O Brasil está entre os dez países com instalações dessa infraestrutura digital com 275 centros de dados. Mas o país está muito distante dos EUA (cerca de 3 mil data centers), líder global.
A carga tributária do setor é estimada em 60% atualmente — incluindo ICMS, que não entrará no pacote de desoneração por ser um imposto estadual.
A fase de investimentos (capex) representa até 85% dos gastos necessários para instalação de estrutura de centros de dados no país, estimam os ministérios.
A desoneração será oferecida a empresas de data center ou companhias que operam estruturas próprias. É o caso de plataformas de redes sociais, que vêm debatendo o tema com o governo.
Vocações regionais
A vantagem das ZPEs é natural, mas há vocações em outras partes do país, defende o secretário. “Temos pleitos de instalação de data centers em ZPE, [onde] tem uma particularidade, que a desoneração completa. Ela é da infraestrutura, da energia, de tudo. O programa nacional será para a [desoneração] do capex, do investimento na tecnologia”, explica.
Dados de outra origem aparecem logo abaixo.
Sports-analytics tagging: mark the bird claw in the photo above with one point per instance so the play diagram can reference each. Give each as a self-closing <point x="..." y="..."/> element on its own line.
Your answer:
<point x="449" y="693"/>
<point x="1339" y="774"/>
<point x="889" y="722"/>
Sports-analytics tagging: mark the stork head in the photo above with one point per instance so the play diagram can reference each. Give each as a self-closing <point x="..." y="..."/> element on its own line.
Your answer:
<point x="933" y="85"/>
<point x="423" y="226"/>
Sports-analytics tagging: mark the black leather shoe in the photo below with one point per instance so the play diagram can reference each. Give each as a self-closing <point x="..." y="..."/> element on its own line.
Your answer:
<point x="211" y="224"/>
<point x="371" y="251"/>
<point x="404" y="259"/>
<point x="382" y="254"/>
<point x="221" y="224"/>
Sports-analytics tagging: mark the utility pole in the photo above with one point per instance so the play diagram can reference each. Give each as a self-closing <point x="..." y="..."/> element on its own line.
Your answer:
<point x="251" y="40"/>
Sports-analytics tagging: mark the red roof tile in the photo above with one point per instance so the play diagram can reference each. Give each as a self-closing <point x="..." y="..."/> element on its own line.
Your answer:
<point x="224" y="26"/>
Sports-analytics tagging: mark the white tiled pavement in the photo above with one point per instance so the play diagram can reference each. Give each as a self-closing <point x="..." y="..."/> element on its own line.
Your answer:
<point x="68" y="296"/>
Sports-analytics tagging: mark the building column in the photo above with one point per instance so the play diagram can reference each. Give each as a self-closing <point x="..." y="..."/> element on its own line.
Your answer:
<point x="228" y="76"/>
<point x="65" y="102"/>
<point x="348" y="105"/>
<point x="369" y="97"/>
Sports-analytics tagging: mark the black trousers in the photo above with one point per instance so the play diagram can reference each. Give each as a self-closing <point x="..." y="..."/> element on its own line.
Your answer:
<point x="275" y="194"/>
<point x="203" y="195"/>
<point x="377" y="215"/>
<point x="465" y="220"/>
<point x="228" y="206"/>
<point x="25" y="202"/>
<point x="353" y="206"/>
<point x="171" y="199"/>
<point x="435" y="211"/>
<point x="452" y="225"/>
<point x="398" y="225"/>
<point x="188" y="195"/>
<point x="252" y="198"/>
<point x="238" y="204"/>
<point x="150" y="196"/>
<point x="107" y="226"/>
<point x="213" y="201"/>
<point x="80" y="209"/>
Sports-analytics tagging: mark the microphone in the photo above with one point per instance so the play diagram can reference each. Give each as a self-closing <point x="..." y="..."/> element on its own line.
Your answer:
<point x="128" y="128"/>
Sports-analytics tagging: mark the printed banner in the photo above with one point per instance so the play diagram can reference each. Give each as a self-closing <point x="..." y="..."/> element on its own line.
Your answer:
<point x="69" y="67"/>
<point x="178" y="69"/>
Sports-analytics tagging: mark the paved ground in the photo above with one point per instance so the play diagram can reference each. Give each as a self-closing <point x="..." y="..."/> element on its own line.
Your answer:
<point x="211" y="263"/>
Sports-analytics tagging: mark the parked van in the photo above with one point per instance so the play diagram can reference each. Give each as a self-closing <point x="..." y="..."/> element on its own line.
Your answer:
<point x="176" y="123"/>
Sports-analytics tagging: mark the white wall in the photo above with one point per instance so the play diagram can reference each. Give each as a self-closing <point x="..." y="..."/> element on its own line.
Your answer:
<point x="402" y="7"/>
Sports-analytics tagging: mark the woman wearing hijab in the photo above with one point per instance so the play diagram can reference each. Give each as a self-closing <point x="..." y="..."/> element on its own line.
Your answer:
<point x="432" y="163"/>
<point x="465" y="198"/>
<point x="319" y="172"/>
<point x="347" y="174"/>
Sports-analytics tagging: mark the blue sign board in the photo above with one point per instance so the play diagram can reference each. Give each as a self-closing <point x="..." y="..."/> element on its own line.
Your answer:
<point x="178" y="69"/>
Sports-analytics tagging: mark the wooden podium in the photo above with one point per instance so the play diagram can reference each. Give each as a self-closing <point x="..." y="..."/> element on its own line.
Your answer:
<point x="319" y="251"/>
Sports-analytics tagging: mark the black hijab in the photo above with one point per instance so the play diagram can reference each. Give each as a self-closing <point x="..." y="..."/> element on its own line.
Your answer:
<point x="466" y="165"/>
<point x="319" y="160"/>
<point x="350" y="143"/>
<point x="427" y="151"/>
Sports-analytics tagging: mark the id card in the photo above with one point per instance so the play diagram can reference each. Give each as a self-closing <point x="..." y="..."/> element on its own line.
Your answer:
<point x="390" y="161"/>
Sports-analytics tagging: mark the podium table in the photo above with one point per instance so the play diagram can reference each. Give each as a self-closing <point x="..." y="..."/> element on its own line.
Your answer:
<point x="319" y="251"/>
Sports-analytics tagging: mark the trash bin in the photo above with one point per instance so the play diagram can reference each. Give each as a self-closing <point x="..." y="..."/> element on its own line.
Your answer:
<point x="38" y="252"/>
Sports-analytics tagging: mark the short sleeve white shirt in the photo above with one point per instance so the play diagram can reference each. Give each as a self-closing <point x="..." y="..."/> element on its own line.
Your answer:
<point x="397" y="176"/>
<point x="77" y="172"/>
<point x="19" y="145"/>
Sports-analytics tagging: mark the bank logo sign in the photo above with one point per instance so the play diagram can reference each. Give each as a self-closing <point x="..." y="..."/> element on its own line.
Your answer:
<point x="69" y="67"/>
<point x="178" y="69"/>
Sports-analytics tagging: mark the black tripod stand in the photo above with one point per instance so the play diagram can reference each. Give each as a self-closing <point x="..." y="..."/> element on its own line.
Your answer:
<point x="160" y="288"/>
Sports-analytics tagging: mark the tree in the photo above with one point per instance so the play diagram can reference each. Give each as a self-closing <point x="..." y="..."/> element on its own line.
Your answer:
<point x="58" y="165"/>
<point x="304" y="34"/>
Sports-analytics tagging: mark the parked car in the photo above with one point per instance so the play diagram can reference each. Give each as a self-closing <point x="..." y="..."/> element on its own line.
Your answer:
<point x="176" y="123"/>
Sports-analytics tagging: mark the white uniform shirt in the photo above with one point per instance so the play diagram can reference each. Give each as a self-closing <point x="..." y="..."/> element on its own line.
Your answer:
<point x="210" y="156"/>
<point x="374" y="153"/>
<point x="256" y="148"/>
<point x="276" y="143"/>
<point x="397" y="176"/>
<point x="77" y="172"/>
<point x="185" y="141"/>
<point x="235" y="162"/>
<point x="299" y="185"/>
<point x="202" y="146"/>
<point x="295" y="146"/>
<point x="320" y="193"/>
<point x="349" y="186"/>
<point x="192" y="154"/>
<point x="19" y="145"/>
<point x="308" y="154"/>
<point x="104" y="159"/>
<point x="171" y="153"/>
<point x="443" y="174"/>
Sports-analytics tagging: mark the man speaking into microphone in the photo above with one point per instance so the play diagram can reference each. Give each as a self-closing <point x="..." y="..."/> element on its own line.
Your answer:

Além disso, o secretário avalia que a pulverização dos polos em diversos estados é necessária para evitar elevação no custo de energia para o consumidor residencial.
“Na Flórida [EUA] houve um aumento de 75% no custo de energia por causa da alta concentração de data centers ali. Não podemos correr o risco de ter uma concentração em uma região apenas sobrecarregando a demanda por energia”, considerou.
O Nordeste sobressai como área de atração devido a presença de geradoras de energia eólica e solar, além da presença das zonas de processamento de exportações, a exemplo do Ceará, em Pecém; e a ZPE do Piauí, estado do presidente do Consórcio do Nordeste, Rafael Fonteles (PT).
As regiões Sul e Sudeste, por sua vez, concentram cerca de 60% dos data centers existentes no país hoje, devido à presença das indústrias de refrigeradores, equipamentos de telecomunicações e componentes de informática.